Abb. 1 Website der DGPRÄC zur Dokumentation der Forschungsförderung im Register unter https://docs.google.com/forms/d/e/1FAIpQLSd1hse3So_
xZ0PXhSgC3aO1HuzCXw-wIYE0RZvDVlw-ZbVU0w/viewform. .
Ausblick
Im Sommer 2016 haben Bund und Ländern mit der Exzellenzstrategie [10 ], dem Programm zur Förderung der Innovativen Hochschule [11 ]
[12 ] sowie einem Programm zur Förderung des wissenschaftlichen Nachwuchses [13 ] 3 milliardenschwere Pakte zur Förderung von Wissenschaft und Forschung in Deutschland beschlossen.

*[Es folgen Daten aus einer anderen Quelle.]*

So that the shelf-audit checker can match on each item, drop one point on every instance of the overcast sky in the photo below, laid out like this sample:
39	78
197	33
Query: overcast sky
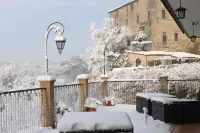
23	24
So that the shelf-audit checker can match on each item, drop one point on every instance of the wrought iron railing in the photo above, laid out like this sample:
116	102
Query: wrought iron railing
125	90
69	94
185	88
94	90
21	111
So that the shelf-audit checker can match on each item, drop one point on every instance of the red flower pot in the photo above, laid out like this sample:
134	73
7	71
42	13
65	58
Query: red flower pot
108	103
91	110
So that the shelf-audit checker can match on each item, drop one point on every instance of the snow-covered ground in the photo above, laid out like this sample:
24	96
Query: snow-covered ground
152	126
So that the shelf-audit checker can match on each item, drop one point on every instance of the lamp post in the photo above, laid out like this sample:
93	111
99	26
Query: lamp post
181	12
59	39
104	68
193	37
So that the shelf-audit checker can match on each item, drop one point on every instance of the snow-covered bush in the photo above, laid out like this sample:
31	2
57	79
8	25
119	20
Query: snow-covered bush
110	99
115	38
92	103
62	108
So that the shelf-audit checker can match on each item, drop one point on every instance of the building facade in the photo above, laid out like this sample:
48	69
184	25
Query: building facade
153	18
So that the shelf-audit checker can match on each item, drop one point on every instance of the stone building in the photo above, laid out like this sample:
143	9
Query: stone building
152	17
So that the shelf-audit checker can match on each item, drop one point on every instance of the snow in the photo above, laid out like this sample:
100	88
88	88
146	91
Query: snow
111	99
76	121
151	95
152	126
83	76
104	76
167	100
46	78
120	6
129	80
173	54
92	103
176	72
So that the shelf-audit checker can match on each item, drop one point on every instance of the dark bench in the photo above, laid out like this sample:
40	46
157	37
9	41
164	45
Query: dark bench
176	111
144	100
95	122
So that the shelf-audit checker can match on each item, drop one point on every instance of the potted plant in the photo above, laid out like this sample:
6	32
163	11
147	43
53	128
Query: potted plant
109	101
91	104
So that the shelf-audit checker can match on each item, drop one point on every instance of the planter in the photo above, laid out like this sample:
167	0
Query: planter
108	103
91	110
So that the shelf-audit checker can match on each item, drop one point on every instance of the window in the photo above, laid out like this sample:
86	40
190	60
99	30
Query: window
117	24
163	14
149	17
175	36
138	62
142	28
126	10
164	39
126	22
138	19
116	14
131	6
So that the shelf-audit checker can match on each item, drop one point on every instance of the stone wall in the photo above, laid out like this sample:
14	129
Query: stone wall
155	26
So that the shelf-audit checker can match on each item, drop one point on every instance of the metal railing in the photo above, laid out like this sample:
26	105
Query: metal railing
185	88
69	94
21	111
94	90
125	90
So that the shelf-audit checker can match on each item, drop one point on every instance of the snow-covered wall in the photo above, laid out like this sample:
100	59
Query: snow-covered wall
181	71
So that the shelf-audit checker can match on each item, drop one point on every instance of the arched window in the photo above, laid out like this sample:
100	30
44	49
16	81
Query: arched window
138	62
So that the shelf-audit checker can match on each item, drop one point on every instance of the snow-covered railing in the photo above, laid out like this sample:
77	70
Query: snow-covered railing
94	90
125	89
68	94
185	88
21	111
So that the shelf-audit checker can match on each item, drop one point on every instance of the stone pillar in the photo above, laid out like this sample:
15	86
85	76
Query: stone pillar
164	83
47	100
83	79
104	86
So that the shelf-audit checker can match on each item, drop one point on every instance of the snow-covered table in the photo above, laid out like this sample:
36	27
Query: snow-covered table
144	100
94	122
176	111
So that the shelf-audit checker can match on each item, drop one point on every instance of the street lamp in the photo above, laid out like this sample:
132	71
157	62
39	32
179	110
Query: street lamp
59	39
181	12
193	37
104	67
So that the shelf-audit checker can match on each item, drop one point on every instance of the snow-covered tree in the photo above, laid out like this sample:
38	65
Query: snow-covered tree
20	76
140	43
112	38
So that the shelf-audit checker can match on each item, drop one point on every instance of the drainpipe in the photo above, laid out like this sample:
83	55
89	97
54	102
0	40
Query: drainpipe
146	61
145	114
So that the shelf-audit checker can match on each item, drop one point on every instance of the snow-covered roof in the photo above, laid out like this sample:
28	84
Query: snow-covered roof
192	15
173	54
150	95
83	76
165	58
80	121
46	78
121	6
167	100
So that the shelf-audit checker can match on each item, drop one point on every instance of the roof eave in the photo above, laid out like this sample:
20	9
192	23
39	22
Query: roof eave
172	13
121	6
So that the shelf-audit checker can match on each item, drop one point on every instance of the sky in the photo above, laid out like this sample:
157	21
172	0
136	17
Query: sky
23	24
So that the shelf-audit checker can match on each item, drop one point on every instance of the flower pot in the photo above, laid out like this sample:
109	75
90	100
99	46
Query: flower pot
91	110
108	103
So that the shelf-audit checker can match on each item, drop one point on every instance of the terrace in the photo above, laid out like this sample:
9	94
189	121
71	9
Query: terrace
35	114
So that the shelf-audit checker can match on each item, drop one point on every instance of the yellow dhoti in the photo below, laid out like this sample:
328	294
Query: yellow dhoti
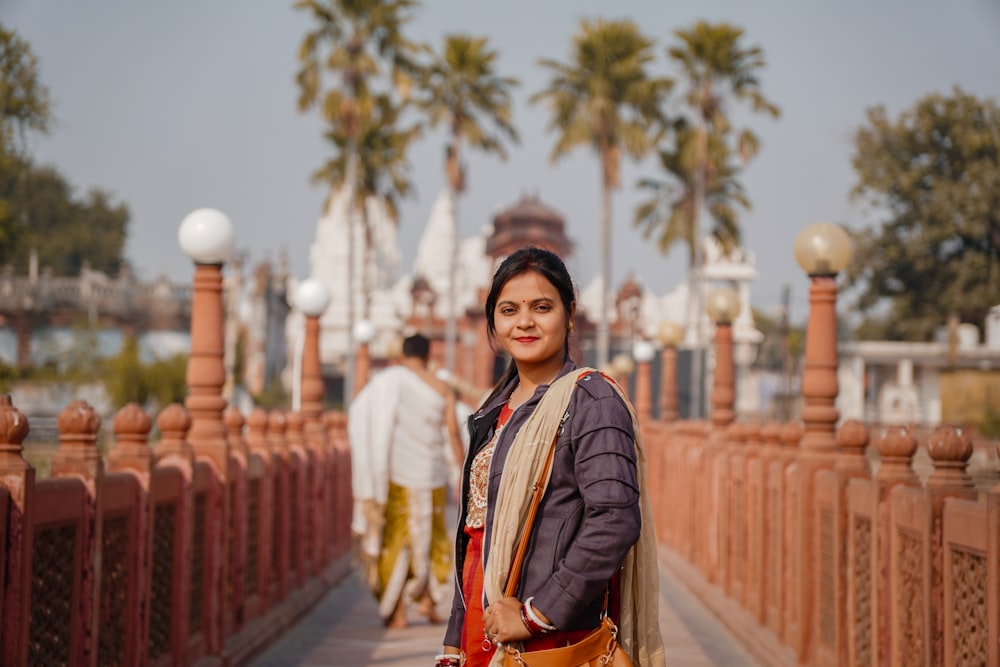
416	554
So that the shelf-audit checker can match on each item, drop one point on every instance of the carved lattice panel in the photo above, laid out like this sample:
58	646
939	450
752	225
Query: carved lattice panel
827	578
294	516
909	605
969	621
196	610
231	541
738	533
773	548
862	581
52	573
115	573
276	529
164	521
307	515
253	535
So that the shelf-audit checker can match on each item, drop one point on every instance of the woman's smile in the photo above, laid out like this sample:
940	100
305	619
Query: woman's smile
531	322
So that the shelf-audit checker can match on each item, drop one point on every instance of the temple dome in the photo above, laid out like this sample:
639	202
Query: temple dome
528	222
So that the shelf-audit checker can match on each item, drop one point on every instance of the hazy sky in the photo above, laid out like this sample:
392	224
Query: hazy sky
177	105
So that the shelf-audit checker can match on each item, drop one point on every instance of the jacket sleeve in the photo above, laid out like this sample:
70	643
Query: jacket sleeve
604	467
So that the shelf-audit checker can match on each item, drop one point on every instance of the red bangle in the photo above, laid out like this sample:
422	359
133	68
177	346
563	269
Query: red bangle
529	623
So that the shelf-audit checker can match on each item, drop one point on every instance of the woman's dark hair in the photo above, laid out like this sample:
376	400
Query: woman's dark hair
546	264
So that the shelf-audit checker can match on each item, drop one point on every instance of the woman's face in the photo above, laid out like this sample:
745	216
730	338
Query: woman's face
531	322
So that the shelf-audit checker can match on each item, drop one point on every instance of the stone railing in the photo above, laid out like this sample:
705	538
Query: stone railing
155	556
851	558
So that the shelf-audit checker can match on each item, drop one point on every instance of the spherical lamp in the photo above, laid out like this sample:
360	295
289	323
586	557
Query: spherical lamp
312	297
206	236
670	334
622	365
723	305
364	331
643	351
823	249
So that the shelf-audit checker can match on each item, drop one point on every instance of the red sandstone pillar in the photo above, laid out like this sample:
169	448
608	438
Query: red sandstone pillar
723	305
132	454
18	478
77	456
312	298
723	392
670	334
822	250
643	352
206	236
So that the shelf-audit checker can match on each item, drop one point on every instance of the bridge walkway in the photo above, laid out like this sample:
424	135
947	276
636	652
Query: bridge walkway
344	630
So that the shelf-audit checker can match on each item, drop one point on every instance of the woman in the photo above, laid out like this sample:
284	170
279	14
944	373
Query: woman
589	537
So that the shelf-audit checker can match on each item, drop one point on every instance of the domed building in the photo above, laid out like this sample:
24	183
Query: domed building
424	301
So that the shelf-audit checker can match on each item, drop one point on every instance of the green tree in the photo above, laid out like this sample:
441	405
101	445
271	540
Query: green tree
379	160
24	100
605	97
933	177
462	89
124	379
670	212
64	230
24	107
717	68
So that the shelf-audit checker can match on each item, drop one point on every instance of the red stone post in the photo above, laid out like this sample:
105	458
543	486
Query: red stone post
822	250
670	335
206	236
643	352
18	479
132	454
723	305
312	298
78	456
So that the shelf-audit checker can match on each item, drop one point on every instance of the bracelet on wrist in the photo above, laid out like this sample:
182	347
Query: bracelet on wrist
530	611
533	627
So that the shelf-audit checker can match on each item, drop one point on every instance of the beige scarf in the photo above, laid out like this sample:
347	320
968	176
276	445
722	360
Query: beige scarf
638	627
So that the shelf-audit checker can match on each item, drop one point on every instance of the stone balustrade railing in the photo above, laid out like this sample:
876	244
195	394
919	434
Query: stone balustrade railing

Die universitär tätigen Plastischen Chirurgen der Deutschen Gesellschaft der Plastischen, Rekonstruktiven und Ästhetischen Chirurgen (DGPRÄC) beabsichtigen zu prüfen, inwieweit die Möglichkeit besteht, aus diesen Programmen Mittel zur Förderung von Forschungsvorhaben auch der Plastischen Chirurgie einzuwerben. Damit könnte sich weitere Chancen ergeben, die Forschungsleistung in der Plastischen Chirurgie künftig stärker sichtbar zu machen.